Weekly OptiML Lab Group Meeting

Short summary

In this talk, I will first (somewhat rigorously) introduce the framework of reinforcement learning with human feedback (RLHF). Then I will go over three recent breakthroughs in the analysis and improvement of RLHF. Zhu et al (ICML'23) considers the sample complexity guarantee of RLHF. Rafailov et al (NeurIPS'23) proposes a new algorithm called Direct Policy Optimization (DPO) that has several advantages over the “classical” RLHF. Lastly, Azar et al (2023) proposes a new algorithm called Psi-Preference Policy Optimization (Psi-PO), which is a strict generalization of RLHF and DPO, yet it solves the problem of overfitting of DPO. For all three papers, I will be mainly focused on their theoretical contributions, while trying to be as gentle and concise as possible. I will then conclude with several future directions, mostly theoretical, which align well with our professor’s theoretical research interests.
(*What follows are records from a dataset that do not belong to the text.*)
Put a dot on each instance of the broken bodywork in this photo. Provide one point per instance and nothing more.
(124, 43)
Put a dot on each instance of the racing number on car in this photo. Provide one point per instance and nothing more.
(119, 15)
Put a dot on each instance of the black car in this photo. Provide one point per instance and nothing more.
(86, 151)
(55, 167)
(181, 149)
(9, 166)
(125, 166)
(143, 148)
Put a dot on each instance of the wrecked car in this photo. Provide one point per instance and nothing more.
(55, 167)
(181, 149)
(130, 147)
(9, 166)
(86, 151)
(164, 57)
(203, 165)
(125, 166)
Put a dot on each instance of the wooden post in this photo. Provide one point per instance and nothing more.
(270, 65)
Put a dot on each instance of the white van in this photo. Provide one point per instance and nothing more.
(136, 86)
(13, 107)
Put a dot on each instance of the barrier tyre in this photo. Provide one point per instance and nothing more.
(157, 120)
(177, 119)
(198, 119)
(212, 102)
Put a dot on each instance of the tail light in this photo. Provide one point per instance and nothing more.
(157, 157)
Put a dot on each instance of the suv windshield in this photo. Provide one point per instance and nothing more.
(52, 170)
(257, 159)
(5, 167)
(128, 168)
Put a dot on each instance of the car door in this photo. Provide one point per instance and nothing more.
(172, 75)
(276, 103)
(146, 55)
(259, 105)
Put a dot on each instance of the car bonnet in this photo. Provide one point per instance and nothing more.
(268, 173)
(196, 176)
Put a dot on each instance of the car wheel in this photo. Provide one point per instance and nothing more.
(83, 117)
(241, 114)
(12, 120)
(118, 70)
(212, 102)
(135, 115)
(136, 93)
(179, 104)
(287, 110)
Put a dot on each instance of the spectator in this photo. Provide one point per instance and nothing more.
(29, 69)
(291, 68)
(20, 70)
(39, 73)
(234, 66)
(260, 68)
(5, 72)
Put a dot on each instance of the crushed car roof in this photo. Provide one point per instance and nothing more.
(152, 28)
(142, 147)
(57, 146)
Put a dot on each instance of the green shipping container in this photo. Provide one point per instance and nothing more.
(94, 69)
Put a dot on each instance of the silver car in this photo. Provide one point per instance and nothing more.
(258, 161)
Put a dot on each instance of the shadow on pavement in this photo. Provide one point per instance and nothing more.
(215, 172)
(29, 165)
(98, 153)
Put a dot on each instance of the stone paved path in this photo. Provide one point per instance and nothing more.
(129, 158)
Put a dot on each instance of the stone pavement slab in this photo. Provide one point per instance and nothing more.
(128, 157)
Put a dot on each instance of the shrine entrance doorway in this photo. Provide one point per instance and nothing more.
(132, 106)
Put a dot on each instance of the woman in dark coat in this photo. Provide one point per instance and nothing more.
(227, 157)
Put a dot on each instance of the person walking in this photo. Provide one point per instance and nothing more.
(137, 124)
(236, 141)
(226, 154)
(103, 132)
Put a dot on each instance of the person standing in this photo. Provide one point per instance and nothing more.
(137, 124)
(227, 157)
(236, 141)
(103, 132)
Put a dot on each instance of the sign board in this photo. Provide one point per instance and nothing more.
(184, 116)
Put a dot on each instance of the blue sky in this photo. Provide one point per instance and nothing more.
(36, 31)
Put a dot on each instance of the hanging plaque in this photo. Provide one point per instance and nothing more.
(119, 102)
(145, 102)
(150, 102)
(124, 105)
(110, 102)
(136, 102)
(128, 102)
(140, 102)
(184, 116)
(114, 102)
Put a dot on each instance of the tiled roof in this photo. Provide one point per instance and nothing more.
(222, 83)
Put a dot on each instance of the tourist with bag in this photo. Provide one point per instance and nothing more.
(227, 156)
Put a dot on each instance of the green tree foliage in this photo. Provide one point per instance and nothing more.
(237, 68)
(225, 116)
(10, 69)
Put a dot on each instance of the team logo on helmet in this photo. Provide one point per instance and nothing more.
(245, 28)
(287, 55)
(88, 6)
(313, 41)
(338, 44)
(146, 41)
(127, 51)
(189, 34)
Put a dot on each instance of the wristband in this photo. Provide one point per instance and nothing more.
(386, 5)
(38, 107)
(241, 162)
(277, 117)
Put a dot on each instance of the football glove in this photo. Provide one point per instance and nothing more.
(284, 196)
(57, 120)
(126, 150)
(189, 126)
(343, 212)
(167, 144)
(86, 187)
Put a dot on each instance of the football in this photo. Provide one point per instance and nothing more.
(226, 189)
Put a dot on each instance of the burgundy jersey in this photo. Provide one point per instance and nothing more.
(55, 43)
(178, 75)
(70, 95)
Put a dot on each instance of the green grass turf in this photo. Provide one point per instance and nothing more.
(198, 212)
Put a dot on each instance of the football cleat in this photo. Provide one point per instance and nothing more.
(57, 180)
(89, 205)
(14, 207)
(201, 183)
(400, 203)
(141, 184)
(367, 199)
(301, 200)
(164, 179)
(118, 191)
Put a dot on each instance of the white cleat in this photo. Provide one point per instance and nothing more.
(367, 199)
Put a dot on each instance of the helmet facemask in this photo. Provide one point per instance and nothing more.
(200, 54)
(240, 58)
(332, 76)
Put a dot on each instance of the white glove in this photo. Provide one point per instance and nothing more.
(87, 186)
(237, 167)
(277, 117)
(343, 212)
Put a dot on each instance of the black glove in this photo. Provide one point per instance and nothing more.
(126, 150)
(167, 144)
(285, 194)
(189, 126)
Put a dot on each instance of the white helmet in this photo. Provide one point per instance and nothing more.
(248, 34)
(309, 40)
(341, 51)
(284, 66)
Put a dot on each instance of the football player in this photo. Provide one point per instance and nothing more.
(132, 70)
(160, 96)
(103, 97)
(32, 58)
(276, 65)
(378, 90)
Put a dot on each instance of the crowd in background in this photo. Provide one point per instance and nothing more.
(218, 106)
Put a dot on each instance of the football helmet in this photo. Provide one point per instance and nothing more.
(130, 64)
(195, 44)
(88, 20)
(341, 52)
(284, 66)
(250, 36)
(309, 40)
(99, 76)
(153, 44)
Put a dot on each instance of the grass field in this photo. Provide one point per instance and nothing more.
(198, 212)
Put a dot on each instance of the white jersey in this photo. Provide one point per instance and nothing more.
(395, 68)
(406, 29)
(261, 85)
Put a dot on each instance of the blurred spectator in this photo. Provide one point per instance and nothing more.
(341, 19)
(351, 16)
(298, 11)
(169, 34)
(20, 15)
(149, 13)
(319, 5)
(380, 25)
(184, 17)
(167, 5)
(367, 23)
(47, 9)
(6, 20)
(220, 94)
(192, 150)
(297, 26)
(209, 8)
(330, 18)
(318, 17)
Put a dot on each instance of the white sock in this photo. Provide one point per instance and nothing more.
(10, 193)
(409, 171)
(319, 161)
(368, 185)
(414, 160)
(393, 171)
Banghua Zhu, Michael Jordan, and Jiantao Jiao. “Principled Reinforcement Learning with Human Feedback from Pairwise or K-wise Comparisons.” In ICML 2023.
Rafael Rafailov, Archit Sharma, Eric Mitchell, Christopher D Manning, Stefano Ermon, and Chelsea Finn. “Direct Preference Optimization: Your Language Model is Secretly a Reward Model.” In NeurIPS 2023 Oral.
Mohammad Gheshlaghi Azar, Mark Rowland, Bilal Piot, Daniel Guo, Daniele Calandriello, Michal Valko, and Rémi Munos. “A General Theoretical Paradigm to Understand Learning from Human Preferences.” In arXiv:2310.12036 2023.